Gidole is a town in southern Ethiopia, and is the administrative center of the Dirashe special woreda. Located in the Southern Nations, Nationalities, and Peoples Region, it sits at a latitude and longitude of with an elevation ranging from 2045 to 2650 meters above sea level. The town Gidole is named after the Kitoola people with a little bit modification, an ethnic group inhabiting southern Ethiopia.

‘Kitoola’ ethnic is a large group living in and around Gardulla Mountain as well as on the eastern flank of Ganjuli basin. This Kitoola ethnic comprises five large societies (viz; Dhirashaa, Mosiye, Kusume, Mashole, Dhobase) and few migrants having different backgrounds. The Kitoolian speaks Cushitic language 'Kitoolia' with different dialects.

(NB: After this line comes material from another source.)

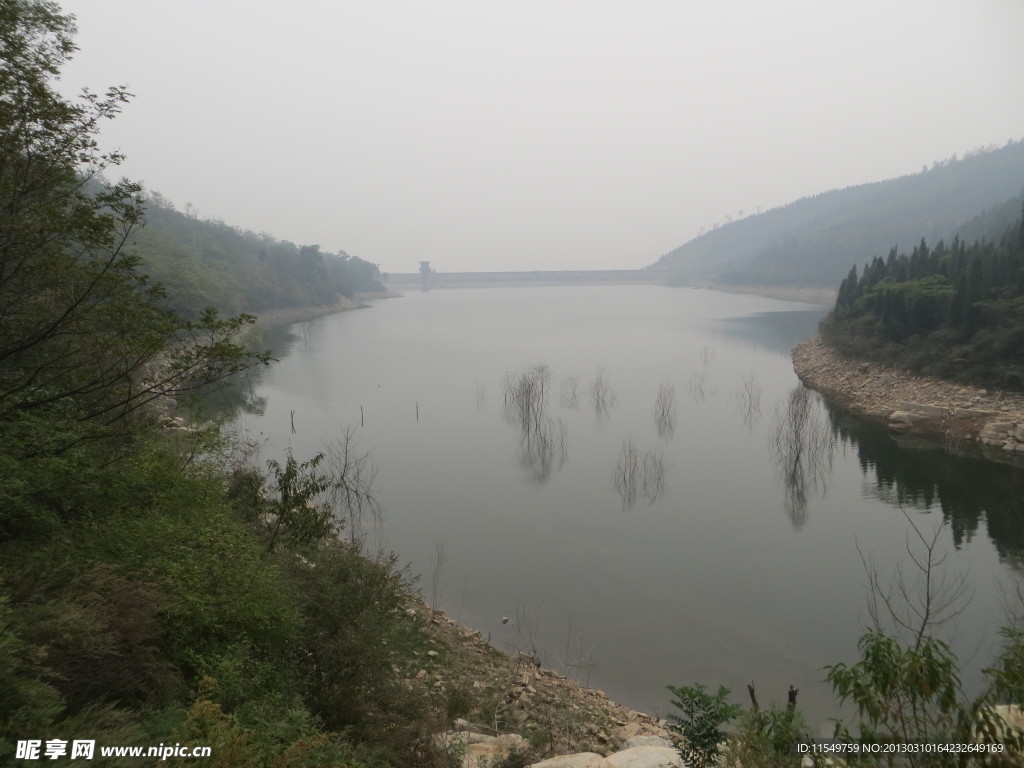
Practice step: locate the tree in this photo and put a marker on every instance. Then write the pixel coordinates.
(82, 331)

They use different musical instruments for their casual holiday celebrations. “Shonqaa”, “mayra”,”kulluutot”,”Filla” and “Lollat are among many.

==History==
According to Oscar Rudolph Neumann, who visited the town in 1902, Gidole was the seat of the queen of the Kitoola until the Ethiopians under Menelik II conquered them; the woman was still alive at the time of Neumann's visit.

During the Italian occupation, the occupiers opened a post office in Gidole on either 11 or 17 November 1937; the sources are unclear about the exact date.

In the 1950s, Gidole was the administrative center of one of the provinces, Gamo Gofa Teqlay Gizat, which was later incorporated to create Gamo-Gofa province. During the next decade, Islam won converts in the area and a mosque was built in the town. At the same time, Borana caravans supplied the market in Gidole with salt.

==Demographics==
Based on figures from the Central Statistical Agency in 2005, Gidole has an estimated total population of 14,799 of whom 7,107 were men and 7,692 women. The 1994 national census reported this town had a total population of 8,167 of whom 3,935 were men and 4,232 women.